Episode ID: MWP-1853
Published: Mar 29
Duration: 21:24
Audio: Direct link
Pipeline: V5
TTS Engine: chatterbox-regular
Script Writing Agent: Gemini 3 Flash
Topics: rag fine-tuning ai-agents

AI-Generated Content: This podcast is created using AI personas. Please verify any important information independently.

The Quest for Real-Time AI Knowledge

One of the biggest bottlenecks for autonomous AI agents today is the gap between real-world events and what the model actually knows. As of 2026, most large language models (LLMs) rely on Retrieval-Augmented Generation (RAG) to access current information. While effective, RAG acts as a crutch, requiring the model to search the web, read a site, and summarize it on the fly. This process introduces latency and consumes context window space. A compelling alternative is emerging: micro-training, a method where models receive tiny, surgical fine-tuning updates every few days to bake new knowledge directly into their parametric memory.

The core challenge of this approach is "catastrophic forgetting." Neural networks are prone to overwriting old data when trained on new information. Imagine a chalkboard full of complex equations; to write a new sentence, you must erase something. If a model is fine-tuned exclusively on news from March 2026, it might lose its ability to write Python code or understand historical context. A 2025 study by Stanford showed that fine-tuning on recent data can reduce accuracy on older benchmarks by up to 30% without specific mitigations. The goal is to balance plasticity (learning new things) with stability (retaining old knowledge).
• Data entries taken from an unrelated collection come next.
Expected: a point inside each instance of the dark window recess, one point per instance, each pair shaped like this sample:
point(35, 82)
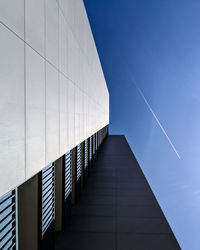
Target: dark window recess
point(47, 197)
point(93, 145)
point(96, 141)
point(78, 162)
point(68, 175)
point(86, 154)
point(90, 148)
point(8, 221)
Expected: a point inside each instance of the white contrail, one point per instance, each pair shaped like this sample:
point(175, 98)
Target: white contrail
point(145, 100)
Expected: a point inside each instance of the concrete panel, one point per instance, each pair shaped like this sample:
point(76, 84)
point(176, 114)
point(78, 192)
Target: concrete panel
point(12, 110)
point(63, 115)
point(35, 112)
point(52, 27)
point(12, 15)
point(52, 114)
point(35, 27)
point(76, 102)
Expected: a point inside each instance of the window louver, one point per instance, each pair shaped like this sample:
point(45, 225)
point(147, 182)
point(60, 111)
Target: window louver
point(86, 154)
point(78, 161)
point(47, 197)
point(8, 221)
point(90, 148)
point(67, 174)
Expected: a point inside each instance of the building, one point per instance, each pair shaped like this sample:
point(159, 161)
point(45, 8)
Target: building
point(54, 110)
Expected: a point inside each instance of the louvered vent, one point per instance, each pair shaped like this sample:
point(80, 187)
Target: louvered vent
point(78, 162)
point(8, 221)
point(67, 174)
point(47, 197)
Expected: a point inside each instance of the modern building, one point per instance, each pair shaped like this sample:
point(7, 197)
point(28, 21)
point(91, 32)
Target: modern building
point(54, 117)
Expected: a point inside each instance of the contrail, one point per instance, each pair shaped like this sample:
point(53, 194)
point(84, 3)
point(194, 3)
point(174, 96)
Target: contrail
point(145, 100)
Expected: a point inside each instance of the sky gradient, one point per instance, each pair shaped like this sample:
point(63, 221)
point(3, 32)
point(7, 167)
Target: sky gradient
point(150, 54)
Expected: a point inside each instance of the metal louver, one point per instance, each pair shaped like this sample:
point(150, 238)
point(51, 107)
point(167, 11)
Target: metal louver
point(86, 154)
point(8, 221)
point(78, 162)
point(47, 197)
point(90, 148)
point(67, 174)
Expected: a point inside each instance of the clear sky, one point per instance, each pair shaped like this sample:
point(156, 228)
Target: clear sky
point(150, 54)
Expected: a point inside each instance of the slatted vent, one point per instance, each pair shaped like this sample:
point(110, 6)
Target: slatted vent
point(68, 174)
point(47, 197)
point(8, 221)
point(78, 161)
point(90, 148)
point(86, 154)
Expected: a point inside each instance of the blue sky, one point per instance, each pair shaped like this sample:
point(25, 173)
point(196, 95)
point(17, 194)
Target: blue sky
point(156, 45)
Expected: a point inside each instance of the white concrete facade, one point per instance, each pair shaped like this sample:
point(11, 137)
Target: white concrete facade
point(53, 94)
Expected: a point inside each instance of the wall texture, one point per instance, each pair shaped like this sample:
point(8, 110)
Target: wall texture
point(53, 93)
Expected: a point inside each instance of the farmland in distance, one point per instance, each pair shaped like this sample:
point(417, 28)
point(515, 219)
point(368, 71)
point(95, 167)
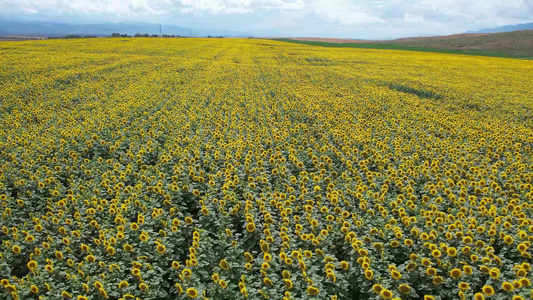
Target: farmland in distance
point(243, 168)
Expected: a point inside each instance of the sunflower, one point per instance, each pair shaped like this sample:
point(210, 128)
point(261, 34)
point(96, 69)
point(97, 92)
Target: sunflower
point(224, 264)
point(455, 273)
point(507, 286)
point(377, 288)
point(463, 286)
point(488, 290)
point(161, 249)
point(386, 294)
point(192, 293)
point(34, 289)
point(404, 289)
point(313, 291)
point(479, 296)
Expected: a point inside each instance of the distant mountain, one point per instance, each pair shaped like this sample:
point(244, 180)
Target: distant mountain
point(507, 28)
point(51, 29)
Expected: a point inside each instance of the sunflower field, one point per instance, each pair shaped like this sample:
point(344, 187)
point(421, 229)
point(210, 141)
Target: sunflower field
point(253, 169)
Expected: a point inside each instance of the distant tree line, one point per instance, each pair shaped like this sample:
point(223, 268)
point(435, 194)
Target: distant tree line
point(74, 36)
point(116, 34)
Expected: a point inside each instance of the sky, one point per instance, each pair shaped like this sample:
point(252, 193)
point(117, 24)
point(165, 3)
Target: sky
point(360, 19)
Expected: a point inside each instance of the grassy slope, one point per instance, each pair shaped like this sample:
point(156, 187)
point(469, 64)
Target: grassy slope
point(516, 44)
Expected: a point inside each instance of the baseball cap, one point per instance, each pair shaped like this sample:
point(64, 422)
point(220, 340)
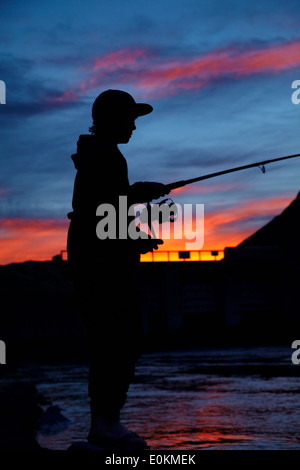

To address this, researchers are looking at Parameter-Efficient Fine-Tuning (PEFT) methods like Low-Rank Adaptation (LoRA). Instead of retraining the entire model, LoRA updates less than 1% of the parameters. This allows for the creation of a "daily news" adapter that provides context on recent events without altering the core foundation. However, this introduces a new problem: adapter proliferation. If you have a new adapter for every three-day window, you eventually need a routing layer to decide which knowledge base is relevant to a specific prompt, creating a "mixture of experts" scenario on a micro-scale.

Beyond the technical hurdles of forgetting and routing, there is a significant governance risk. With RAG, users can see the source URL of the information. If a model is micro-trained on a hallucinated news article, that error becomes a fundamental "fact" in the model’s worldview, making it much harder to unlearn. This creates a need for a sophisticated "truth filter" or automated curriculum before data hits the training cluster. While the compute cost of these micro-updates is relatively low using PEFT—perhaps a few hundred dollars every three days for a large model—the human capital required to curate and verify the data is the real expense.

Ultimately, the choice between embedded knowledge and retrieval depends on the use case. For high-frequency autonomous agents, like trading bots or real-time navigation systems, micro-training offers instant latency and a clean context window. For research and legal work where citations are vital, RAG remains superior. The future likely lies in a hybrid approach: using sliding window fine-tuning to maintain a "working memory" of recent events while preserving long-term reasoning capabilities.

Downloads

Episode Audio

Download the full episode as an MP3 file

Download MP3

Transcript (TXT)

Plain text transcript file

Transcript (PDF)

Formatted PDF with styling

#1700: Can LLMs Learn Continuously Without Forgetting?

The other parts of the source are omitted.